Maan Al Sanea was arrested by Saudi authorities in October on charges of evading justice and owing large sums of money to creditors. He is also accused in the English courts of a $650m (£495m) fraud that has triggered a battle between hedge funds and the French bank BNP Paribas.
The Telegraph reported Mr Maan’s $22bn Saad Group, collapsed in 2009, triggering a long battle by creditors to recover billions. Fortress Investment Group are pursuing BNP Paribas over its role in arranging a $650m sukuk, sold to them by a special purpose vehicle owned by Saad in 2007.
Missing Wet Ink Signature
The Trustee (Golden Belt 1 Sukuk Company) and various hedge fund investors are suing BNP Paribas alleging BNP “negligently failed to take sufficient care or steps” to ensure that it had security over the assets used to back the sukuk.
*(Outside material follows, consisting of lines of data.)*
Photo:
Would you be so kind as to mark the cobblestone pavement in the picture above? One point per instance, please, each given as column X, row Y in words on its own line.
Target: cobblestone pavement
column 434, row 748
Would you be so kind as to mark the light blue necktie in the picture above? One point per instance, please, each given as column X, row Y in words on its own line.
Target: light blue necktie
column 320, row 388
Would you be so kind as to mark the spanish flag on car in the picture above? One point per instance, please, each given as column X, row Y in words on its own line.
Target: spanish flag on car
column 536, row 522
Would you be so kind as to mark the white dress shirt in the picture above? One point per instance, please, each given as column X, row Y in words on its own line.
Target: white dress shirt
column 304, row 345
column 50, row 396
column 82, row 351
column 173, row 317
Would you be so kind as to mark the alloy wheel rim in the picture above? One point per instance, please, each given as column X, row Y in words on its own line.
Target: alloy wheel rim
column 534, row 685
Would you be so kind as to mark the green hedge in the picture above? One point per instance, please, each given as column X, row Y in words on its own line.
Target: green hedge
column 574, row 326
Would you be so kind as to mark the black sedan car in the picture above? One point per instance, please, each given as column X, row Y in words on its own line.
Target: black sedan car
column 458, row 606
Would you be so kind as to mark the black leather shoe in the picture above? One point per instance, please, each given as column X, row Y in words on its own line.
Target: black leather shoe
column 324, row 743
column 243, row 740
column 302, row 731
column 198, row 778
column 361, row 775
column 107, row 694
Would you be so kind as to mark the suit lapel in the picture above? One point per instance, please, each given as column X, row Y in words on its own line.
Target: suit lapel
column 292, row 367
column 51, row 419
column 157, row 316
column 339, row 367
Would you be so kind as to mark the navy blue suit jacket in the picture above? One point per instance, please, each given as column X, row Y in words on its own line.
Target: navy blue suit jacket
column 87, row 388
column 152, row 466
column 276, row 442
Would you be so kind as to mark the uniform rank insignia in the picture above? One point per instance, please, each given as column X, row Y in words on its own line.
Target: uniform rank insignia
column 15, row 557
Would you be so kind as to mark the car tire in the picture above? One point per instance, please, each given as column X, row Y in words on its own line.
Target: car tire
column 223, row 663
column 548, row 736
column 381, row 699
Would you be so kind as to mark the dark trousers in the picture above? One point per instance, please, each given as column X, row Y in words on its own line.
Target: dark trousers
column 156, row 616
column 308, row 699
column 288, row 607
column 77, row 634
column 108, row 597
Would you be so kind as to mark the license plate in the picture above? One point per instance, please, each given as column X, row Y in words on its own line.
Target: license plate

The negligence and breach of contract claims stem from a $650m Islamic finance transaction which was rendered worthless because the bank failed to get a proper signature from Maan al-Sanea. BNP acted as the arranger, manager and bookrunner for the transaction. The “wet ink” signature is necessary to make a contract binding in Saudi law.
Golden Belt Sukuk
The Golden Belt sukuk was originated by the Saad Trading and Contracting Company and launched in 2007. The payments default occurred in November 2009.